If you have not downloaded `llama3` model and the above cell failed, run the following cell and come back to execute the above cell again.

In [None]:
!ollama pull llama3

#### Alternative: Using OpenAI LLM

In case you wanted to try OpenAI LLM, you can run the following cell. 

In [None]:
from langchain_openai import OpenAI

model = OpenAI(
    model="gpt-3.5-turbo-instruct",
    openai_api_key = OPENAI_API_KEY
)

#### Running the LLM 

The following cell runs the Llama3 model on Ollama with the prompt.

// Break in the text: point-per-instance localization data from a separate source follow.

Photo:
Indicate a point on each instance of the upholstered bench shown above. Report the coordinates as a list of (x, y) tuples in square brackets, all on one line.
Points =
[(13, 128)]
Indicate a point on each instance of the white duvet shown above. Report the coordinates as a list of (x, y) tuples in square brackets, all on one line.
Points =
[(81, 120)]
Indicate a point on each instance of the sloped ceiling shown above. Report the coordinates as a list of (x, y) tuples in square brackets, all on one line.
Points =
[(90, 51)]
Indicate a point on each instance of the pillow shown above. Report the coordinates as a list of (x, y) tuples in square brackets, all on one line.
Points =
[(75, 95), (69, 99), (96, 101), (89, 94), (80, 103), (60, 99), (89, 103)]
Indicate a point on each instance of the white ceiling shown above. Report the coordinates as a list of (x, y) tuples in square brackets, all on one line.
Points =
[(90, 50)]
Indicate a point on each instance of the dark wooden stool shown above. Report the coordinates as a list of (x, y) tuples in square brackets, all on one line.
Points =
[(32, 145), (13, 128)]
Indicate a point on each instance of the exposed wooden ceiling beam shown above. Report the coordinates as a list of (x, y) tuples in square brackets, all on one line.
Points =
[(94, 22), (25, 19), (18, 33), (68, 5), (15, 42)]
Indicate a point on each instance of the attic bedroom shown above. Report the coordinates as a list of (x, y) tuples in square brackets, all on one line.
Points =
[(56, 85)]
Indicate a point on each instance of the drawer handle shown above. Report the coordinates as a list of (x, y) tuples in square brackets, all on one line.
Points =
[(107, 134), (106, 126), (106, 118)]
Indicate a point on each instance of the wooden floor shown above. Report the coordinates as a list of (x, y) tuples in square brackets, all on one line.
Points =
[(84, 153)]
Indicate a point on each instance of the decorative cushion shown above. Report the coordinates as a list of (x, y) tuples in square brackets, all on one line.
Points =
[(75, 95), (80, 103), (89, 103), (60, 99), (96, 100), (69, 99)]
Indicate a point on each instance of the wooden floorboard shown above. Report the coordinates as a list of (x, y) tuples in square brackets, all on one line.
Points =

> If you open a Terminal on the side (you can dock a pane on the side on JupyterLab) and runs `jtop`, you can check the GPU and other resource usage.

In [20]:
response_text = model.invoke(prompt)

Let's check the LLM output.

In [21]:
from IPython.display import display, Markdown, Latex
display(Markdown(response_text))

Based on the provided context:

**What IPv4 address Jetson device gets assigned when connected to a PC with a USB cable?**

According to Section "Linux for Tegra", Linux for Tegra assigns a static IPv4 address of 192.168.55.1 to Jetson, and runs a DHCP server to automatically assign an IPv4 address of 192.168.55.100 to the host machine.

**What file to edit in order to change the IP address to be assigned to Jetson itself in USB device mode?**

According to Section "Changing the IPv4 Address", you need to edit `/opt/nvidia/l4t-usb-device-mode/nv-l4t-usb-device-mode-config.sh` on Jetson to change the IPv4 network parameters.